Con el paso del tiempo, y de la mano de la devotio moderna, en torno al siglo XIV entra en juego un elemento más: la imitación, Este movimiento, cuya obra “Imitación a Cristo” de Tomas de Kempis se convierte en la más acabada síntesis del mismo,  recalca la idea de que la mejor vida religiosa consistía en la imitación de Cristo y sus santos. Si es cierto que la imitación ya se había perfilado en los primeros tratados antes citados, es con este movimiento cuando adquiere la razón de ser de la práctica de la meditación.
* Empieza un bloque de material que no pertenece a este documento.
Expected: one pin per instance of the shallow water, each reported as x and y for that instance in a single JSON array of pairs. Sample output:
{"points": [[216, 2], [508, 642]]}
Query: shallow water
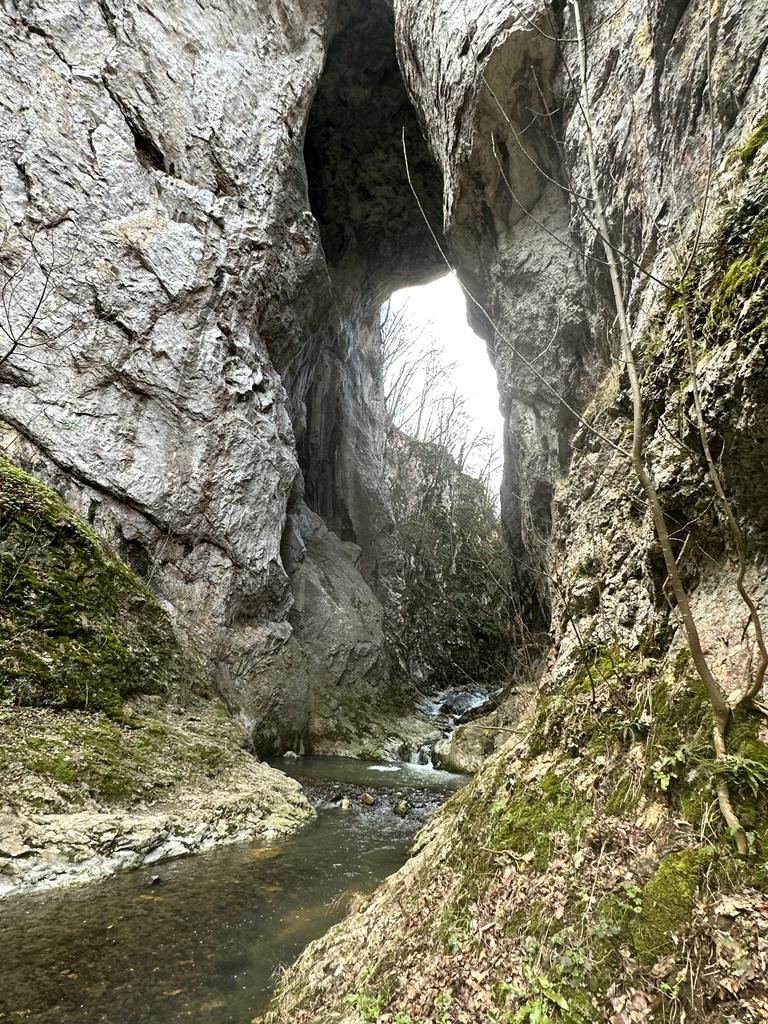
{"points": [[202, 946]]}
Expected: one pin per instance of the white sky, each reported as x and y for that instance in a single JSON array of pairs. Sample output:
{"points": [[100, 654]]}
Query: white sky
{"points": [[437, 313]]}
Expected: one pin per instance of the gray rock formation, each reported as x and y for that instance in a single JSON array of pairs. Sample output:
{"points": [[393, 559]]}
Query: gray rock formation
{"points": [[196, 331]]}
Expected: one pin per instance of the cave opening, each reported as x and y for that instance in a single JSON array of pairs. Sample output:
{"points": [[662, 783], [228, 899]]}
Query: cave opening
{"points": [[379, 253], [439, 381]]}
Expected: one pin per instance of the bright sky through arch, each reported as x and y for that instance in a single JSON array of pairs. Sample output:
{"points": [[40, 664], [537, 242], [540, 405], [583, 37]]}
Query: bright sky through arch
{"points": [[437, 313]]}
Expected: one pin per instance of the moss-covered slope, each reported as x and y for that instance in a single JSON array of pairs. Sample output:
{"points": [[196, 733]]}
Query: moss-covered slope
{"points": [[587, 875], [77, 628]]}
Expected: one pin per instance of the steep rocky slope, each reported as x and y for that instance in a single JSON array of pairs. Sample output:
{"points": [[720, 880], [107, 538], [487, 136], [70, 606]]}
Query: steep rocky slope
{"points": [[113, 752], [180, 331], [226, 187], [587, 873]]}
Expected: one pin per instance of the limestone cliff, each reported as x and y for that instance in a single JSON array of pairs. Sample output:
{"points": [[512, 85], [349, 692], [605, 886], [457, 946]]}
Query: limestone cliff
{"points": [[218, 196], [587, 873], [193, 263]]}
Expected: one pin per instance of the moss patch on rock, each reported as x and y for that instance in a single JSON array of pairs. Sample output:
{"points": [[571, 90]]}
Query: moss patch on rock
{"points": [[56, 761], [668, 903], [77, 628], [535, 813]]}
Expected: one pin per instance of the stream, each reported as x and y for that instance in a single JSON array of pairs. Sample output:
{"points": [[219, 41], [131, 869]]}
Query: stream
{"points": [[201, 943]]}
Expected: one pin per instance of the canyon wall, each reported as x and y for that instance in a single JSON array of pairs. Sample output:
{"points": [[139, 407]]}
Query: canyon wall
{"points": [[202, 212], [587, 873]]}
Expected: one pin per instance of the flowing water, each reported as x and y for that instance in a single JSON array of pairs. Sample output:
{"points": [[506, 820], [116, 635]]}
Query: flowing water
{"points": [[202, 945]]}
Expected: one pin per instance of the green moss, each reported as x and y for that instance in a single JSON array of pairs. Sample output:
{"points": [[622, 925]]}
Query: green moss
{"points": [[78, 756], [755, 143], [668, 903], [621, 800], [77, 627], [535, 813]]}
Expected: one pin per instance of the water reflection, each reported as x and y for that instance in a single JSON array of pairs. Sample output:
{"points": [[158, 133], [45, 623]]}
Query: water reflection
{"points": [[202, 945]]}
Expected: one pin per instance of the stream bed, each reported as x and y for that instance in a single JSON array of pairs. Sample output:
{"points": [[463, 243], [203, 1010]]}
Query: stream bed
{"points": [[201, 943]]}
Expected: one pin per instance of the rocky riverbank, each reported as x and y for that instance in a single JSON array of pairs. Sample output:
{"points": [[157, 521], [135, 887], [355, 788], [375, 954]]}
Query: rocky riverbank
{"points": [[85, 797]]}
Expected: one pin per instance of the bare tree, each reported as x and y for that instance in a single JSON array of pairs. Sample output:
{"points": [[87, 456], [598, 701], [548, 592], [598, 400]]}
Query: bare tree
{"points": [[41, 296]]}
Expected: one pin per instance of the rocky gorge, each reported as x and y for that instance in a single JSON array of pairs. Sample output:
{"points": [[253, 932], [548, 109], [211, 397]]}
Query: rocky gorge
{"points": [[204, 208]]}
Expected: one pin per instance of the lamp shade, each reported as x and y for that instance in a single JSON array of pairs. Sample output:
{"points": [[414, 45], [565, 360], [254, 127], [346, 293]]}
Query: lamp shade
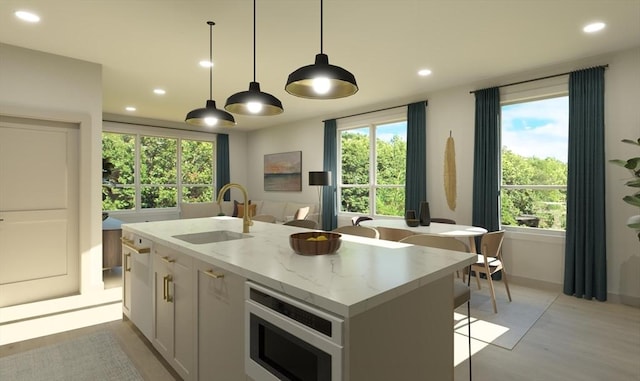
{"points": [[321, 81], [210, 116], [254, 102], [320, 178]]}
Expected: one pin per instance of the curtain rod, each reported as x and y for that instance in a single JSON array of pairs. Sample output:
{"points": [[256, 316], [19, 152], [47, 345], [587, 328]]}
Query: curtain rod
{"points": [[372, 111], [156, 126], [535, 79]]}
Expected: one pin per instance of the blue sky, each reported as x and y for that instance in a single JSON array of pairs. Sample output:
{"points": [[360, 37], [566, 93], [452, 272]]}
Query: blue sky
{"points": [[387, 131], [538, 128]]}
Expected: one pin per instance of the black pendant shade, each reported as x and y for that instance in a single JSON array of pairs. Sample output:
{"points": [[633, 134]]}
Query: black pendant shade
{"points": [[307, 81], [210, 116], [253, 101], [321, 80]]}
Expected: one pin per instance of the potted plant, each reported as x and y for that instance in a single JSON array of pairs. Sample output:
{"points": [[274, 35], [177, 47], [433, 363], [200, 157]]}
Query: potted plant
{"points": [[633, 165]]}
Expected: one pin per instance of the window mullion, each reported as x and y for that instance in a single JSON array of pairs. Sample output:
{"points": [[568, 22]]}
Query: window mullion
{"points": [[138, 170], [372, 169]]}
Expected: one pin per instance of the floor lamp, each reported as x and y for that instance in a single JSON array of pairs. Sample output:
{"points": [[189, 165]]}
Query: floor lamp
{"points": [[319, 179]]}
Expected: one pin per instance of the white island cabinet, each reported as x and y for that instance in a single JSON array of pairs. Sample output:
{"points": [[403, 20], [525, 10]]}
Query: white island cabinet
{"points": [[220, 311], [395, 301], [173, 328], [137, 282]]}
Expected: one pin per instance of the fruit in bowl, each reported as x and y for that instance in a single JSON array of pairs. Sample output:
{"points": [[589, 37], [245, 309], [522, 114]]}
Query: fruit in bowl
{"points": [[315, 243]]}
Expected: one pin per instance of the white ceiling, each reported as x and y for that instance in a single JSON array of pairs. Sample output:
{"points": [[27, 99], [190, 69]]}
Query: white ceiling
{"points": [[144, 44]]}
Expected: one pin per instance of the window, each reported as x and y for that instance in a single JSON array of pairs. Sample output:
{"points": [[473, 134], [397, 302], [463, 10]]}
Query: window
{"points": [[376, 189], [152, 172], [534, 163]]}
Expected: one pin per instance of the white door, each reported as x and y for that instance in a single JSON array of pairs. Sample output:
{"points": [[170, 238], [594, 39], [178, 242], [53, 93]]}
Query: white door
{"points": [[39, 256]]}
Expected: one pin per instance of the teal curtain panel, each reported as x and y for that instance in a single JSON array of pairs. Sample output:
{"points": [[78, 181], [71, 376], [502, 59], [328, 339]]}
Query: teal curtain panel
{"points": [[585, 269], [329, 197], [223, 174], [416, 176], [486, 163]]}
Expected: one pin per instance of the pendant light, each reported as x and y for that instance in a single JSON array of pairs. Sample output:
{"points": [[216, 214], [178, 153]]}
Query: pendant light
{"points": [[210, 116], [321, 80], [254, 101]]}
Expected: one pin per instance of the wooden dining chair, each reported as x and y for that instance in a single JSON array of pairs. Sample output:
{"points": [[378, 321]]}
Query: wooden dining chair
{"points": [[393, 234], [441, 242], [490, 262], [362, 231], [309, 224], [461, 292]]}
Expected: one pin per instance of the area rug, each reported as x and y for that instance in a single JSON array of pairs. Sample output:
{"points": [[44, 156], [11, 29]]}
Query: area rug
{"points": [[513, 320], [96, 356]]}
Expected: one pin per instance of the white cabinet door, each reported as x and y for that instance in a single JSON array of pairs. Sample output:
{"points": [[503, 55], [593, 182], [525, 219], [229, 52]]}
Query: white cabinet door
{"points": [[126, 281], [173, 328], [137, 280], [38, 211], [220, 309]]}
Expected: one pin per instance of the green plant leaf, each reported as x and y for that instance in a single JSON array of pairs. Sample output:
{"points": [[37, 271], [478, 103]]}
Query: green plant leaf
{"points": [[632, 163], [635, 183]]}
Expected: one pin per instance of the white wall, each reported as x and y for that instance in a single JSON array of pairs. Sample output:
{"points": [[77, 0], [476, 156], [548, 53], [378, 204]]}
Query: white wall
{"points": [[529, 256], [49, 87]]}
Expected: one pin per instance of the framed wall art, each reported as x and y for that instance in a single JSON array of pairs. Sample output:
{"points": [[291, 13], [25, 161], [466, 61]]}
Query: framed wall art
{"points": [[283, 171]]}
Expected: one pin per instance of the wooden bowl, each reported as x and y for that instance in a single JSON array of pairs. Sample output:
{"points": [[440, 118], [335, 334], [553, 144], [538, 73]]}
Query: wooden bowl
{"points": [[307, 243], [412, 223]]}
Así se considera que la imitación de Cristo conlleva consecuencias no solo personales, sino públicas.  De esta forma se espera de nosotros que mostremos la misma actitud paciente y tolerante que Cristo y los Santos ante los sufrimientos infligidos.  A partir de este momento imitar a Cristo se convierte en la recomendación en casi todos los tratados y manuales de meditación.

Pero la obra que destacó y que influirá en manuales posteriores fueron los Ejercicios Espirituales de San Ignacio de Loyola, de 1548. El grueso de esta obra se dedica a enumerar los detalles de la vida, pasión y muerte de Cristo, de un modo concebido para despertar las emociones empáticas del espectador y provocar que este extraiga lecciones morales y personales apropiadas.